Press the menu button on your cable remote and you’ll see the schedule lineup in a neat grid. Almost all TV shows start on the hour or half-hour, and this has been the case since the early days of television—with one notable exception: late-night talk shows on the big broadcast networks. Jimmy Fallon, Stephen Colbert, and Jimmy Kimmel all begin at 11:35 p.m. eastern time, and the shows that follow them also begin a few minutes after the half-hour. These are virtually the only shows on American television that begin at a time not ending with a zero. How did late-night shows get these irregular time slots?
You can partially blame Saddam Hussein.
At the start of the 1990s, affiliates “had been clamoring … to grab more time away from the networks,” Bill Carter—a former TV writer for The New York Times and author of The Late Shift: Letterman, Leno, and the Network Battle for the Night and The War for Late Night: When Leno Went Early and Television Went Crazy—tells mental_floss via email.
Local TV stations, which contract for programming from national networks like ABC, CBS, and NBC, wanted more airtime for their newscasts. Carter says there was special pressure on NBC, because they demanded more time from their local stations during late-night hours for national broadcasts. To be an NBC affiliate at that time meant dedicating two hours every weeknight to The Tonight Show Starring Johnny Carson and Late Night with David Letterman. While CBS, ABC, and Fox had some programming after 11 p.m., there was no block of late-night TV as permanent and unshakable as NBC’s.
“Some NBC stations were pushing the idea of moving The Tonight Show ,” Carter says, “which might have killed the franchise.”
When the first Gulf War began in the summer of 1990, the affiliates intensified their campaign for more news time, insisting they had to cover the conflict. NBC acquiesced by temporarily moving the start of its late-night block from 11:30 p.m. to 11:35 p.m. But once the local stations had those five precious minutes, they didn’t want to give them back.
Johnny Carson, who had hosted The Tonight Show for nearly 28 years at that point, was infuriated over the bump. "He understands the TV business and knows you never get that time back," Carter says of Carson's thinking at the time. "He fears the next move will be an 11:45 p.m. start and then midnight." But since Carson had been planning to retire in a couple of years, "he let it happen without real protest."
Once NBC gave its affiliates an extra five minutes for newscasts, the other networks followed suit. CBS didn’t want to seem like it was offering its affiliates a rawer deal, so when David Letterman began his Late Show on the network in 1993, CBS slotted the program at 11:35 p.m.
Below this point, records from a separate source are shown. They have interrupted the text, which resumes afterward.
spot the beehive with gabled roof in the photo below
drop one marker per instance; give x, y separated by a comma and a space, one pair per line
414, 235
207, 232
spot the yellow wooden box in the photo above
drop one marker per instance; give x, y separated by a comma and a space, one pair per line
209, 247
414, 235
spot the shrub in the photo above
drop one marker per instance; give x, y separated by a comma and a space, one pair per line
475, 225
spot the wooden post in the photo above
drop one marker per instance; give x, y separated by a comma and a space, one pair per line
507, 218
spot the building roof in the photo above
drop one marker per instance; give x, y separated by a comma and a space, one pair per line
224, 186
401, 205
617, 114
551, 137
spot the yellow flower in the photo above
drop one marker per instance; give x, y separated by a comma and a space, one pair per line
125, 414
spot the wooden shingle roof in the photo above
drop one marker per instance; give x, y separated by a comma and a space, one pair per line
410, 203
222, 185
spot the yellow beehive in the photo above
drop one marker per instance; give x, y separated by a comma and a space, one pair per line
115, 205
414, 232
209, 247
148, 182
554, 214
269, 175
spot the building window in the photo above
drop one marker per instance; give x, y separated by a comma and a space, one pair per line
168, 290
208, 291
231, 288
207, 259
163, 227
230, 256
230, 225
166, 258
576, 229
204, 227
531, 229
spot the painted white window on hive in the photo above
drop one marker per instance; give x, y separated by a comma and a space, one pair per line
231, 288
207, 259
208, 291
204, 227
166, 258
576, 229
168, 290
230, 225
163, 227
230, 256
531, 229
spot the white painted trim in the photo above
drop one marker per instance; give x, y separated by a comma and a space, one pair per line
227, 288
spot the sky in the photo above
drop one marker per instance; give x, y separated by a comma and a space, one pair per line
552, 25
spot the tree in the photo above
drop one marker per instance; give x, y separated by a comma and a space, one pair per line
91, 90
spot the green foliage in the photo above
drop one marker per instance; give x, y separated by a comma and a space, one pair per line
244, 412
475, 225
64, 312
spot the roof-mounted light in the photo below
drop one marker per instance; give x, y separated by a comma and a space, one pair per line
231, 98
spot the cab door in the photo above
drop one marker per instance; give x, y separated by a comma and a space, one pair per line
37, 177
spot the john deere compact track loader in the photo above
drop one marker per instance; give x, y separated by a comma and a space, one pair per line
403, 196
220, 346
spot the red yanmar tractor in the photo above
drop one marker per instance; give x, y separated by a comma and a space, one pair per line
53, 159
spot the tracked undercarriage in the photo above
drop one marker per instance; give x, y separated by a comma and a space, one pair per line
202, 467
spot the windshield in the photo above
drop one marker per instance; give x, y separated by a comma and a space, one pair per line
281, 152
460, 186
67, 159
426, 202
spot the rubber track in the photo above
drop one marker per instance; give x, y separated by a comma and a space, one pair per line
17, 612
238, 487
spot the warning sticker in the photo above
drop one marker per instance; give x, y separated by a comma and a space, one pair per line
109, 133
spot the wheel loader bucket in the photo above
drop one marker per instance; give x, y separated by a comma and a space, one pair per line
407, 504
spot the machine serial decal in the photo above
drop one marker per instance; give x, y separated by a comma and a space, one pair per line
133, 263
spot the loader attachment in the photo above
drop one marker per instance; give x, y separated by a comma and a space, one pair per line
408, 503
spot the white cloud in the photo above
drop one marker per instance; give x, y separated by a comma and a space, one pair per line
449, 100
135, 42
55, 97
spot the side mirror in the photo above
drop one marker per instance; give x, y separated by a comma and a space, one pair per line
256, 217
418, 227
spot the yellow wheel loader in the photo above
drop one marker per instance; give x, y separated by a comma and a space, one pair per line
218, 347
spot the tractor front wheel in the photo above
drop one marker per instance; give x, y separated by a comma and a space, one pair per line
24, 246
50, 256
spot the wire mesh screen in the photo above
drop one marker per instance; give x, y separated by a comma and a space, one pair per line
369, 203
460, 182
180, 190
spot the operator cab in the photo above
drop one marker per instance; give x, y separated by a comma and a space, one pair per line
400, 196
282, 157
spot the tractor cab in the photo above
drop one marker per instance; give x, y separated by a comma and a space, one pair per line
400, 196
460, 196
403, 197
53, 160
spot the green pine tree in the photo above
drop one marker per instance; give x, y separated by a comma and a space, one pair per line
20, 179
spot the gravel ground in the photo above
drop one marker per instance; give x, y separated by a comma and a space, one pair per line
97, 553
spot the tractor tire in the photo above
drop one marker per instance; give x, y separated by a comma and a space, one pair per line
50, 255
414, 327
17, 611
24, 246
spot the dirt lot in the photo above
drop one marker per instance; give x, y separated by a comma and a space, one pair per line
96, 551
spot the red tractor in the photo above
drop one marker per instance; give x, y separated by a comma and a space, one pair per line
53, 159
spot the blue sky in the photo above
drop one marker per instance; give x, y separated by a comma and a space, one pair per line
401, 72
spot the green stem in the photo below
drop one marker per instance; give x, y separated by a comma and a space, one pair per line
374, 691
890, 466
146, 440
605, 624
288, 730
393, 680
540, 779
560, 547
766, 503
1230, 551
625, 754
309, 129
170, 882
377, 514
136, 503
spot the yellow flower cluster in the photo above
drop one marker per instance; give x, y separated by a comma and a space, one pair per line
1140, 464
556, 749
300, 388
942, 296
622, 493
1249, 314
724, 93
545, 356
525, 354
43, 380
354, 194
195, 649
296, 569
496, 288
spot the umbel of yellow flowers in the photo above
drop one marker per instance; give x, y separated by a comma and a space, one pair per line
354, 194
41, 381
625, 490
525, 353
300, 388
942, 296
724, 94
ABC also slid its news show Nightline to 11:35 p.m. and moved Jimmy Kimmel Live! to that time slot in 2013.
A standard was set for the big networks, and it helped broaden the late-night landscape. "This open an opportunity for cable, which starts its late night at 11 p.m. and 11:30 p.m.," Carter says, "creating the Jon Stewart/Stephen Colbert phenomenon, as well as Adult Swim." Starting in the early 2000s, those cable lineups managed to chip away at the big networks' once-unassailable ratings leads.
So, ultimately, Johnny Carson had the last laugh.